Evaluation of Al-specimen fatigue using a “smart sensor”

Abstract

We develope a new methodology for the characterization and evaluation of precritical crack propagation. Our experiments were performed with Al-alloy specimens that had special thin Al single crystal films, the so-called a “smart sensor” glued to their surfaces. These sensors were used as tools for evaluation of damage developed in the specimen bulk. The specimens were plastified by tensile tests and fatigued by low cycles fatigue load. The on-line measurement for damage characterisation were done for the different stage of fatigue tests on the thin-film sensor. Two techniques were applied for experiments, namely the optical microscopy and pulsed eddy current method. We introducted the fractal dimension Dt of the surface topography as a parameter for evaluation of the fatigue damage. The optical images were evaluated by the use of Gaussian smoothing algorithm and the eddy current signals by use of the autocorrelation function.
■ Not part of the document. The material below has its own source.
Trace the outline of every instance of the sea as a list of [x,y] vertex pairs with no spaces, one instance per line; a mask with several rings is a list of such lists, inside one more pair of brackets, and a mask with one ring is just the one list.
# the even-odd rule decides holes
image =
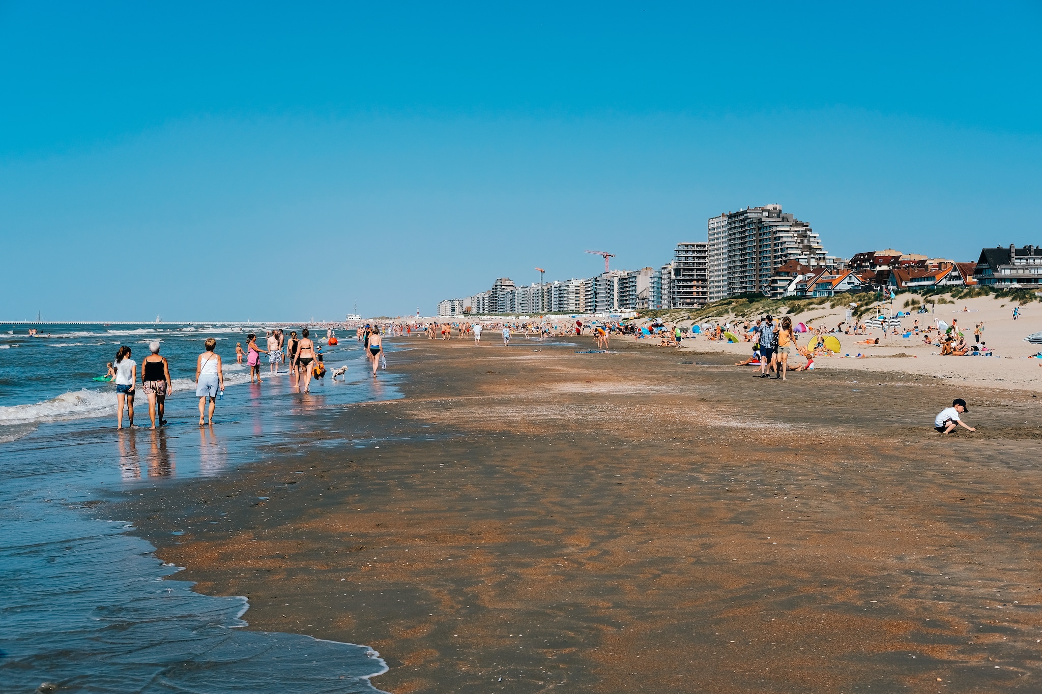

The two approaches confirmed that the mesostructural changes of the Al-film surface are characteristic for the fatigued material and can be described and evaluated by the fractal dimension quantitatity Dt. It was found that the values of the Dt parameter calculated from the optical images increased as the fatigue damage evolved with the indications of the transition to characteristic pattern. A similar analysis of the pulsed eddy current measurements in tension tests results in similar characteristics. However, in the case of fatigue tests the fractal analysis of the pulsed eddy current signals yields to ambiguous results.